Thanksgiving has come and gone. Christmas is just around the corner. 2021 is coming to a close.
I find this ridiculously hard to believe. To top it off, Cooper's Crossroad has now been at Elm Farm for 6 months. A herd is established, fencing up, hay in the loft and safe and secure shelters are in place for the horses and chickens.
And...Cooper's Crossroad Farming For Resilience programs have wrapped up the fall sessions. We had the joy of working with three schools : Symonds Elementary, Keene High School - North Campus, and Ashuelot Valley Academy. Feed back from participants and administration was overwhelmingly positive. The following are quotes from several participants :
"When I am at home or school I have a ton of anxiety. When I am at Elm Farm I have anxiety, but I can push through it and face my fears." - E.
"Almost every morning I wake up in the worst mood because of the problems I have. I wake up with an attitude or am stressed out. One Thursday morning my Mom and I were arguing and the whole morning I was upset crying until I remembered we are going to the farm today. I know this will make my day so much better...what I am trying to say is going there (Elm Farm) makes me so happy every time I see the beautiful unique animals. It just makes me feel a way I haven't felt in a long time...If farm day was every day I wouldn't miss a single day. I hope one day I can do exactly what you do." - B.
As some of you know, I often ride Cooper between Dusty Dog Farm and Elm Farm. Some of the route is on pavement. There is no doubt that roads in New England need regular maintenance and repair. Summer brings repair to many cracks in the paved roads. The cracks are sealed with an asphalt substance. By fall these cracks are long hardened, but still clearly visible.
As I rode home one early morning on Cooper lulled by the rhythmic sound of hooves, I stared at the repaired cracks in the road. Cooper did too. He walked carefully around and over the sealed cracks.
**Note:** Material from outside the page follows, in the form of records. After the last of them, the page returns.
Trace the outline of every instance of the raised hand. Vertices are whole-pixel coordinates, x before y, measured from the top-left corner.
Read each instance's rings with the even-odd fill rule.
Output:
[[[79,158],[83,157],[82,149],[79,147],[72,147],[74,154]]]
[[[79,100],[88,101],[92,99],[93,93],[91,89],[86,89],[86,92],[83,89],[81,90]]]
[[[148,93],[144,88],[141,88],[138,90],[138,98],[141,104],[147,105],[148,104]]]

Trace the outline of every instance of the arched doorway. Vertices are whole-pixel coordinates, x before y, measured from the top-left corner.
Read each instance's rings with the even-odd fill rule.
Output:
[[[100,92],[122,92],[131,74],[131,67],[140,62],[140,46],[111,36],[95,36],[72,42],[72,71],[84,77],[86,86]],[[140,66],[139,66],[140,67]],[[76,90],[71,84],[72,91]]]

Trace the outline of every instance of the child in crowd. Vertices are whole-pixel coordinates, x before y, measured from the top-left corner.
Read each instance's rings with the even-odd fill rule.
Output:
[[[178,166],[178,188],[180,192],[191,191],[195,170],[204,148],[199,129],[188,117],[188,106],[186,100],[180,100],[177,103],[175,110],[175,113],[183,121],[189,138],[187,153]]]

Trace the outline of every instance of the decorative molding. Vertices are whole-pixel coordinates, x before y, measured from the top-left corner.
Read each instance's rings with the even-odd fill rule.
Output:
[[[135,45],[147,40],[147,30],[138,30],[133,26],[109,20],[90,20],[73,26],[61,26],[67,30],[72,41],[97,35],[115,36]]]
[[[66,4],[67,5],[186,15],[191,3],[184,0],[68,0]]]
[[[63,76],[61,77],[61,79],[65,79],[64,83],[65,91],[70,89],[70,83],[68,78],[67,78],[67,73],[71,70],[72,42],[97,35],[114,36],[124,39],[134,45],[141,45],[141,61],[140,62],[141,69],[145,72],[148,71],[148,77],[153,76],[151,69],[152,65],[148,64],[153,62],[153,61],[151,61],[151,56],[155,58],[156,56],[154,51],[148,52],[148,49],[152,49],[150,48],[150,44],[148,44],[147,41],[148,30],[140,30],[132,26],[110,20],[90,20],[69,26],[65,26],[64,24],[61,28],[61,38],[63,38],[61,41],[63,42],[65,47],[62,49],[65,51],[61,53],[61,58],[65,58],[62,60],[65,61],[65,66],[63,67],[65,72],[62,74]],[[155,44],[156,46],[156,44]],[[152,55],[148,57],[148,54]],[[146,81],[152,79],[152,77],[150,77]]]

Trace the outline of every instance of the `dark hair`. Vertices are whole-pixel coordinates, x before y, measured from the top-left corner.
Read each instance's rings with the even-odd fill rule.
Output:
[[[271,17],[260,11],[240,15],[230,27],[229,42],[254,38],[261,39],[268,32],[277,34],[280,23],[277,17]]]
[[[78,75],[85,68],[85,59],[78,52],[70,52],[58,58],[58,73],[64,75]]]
Maybe that is what we all need. Goodness knows we all have cracks in our roads of life. Sometimes we are lucky enough to have seals put on the cracks. The effect of weather, wear and tear on roads of our lives is real. Farming For Resilience can be a seal for many. My heart is full when I see the horses laying down that seal, providing an opportunity for growth and healing.
So when you sense cracks in someone's road, take a lesson from Cooper and Farming For Resilience, step gentle and be mindful. The reward in doing so: a full heart.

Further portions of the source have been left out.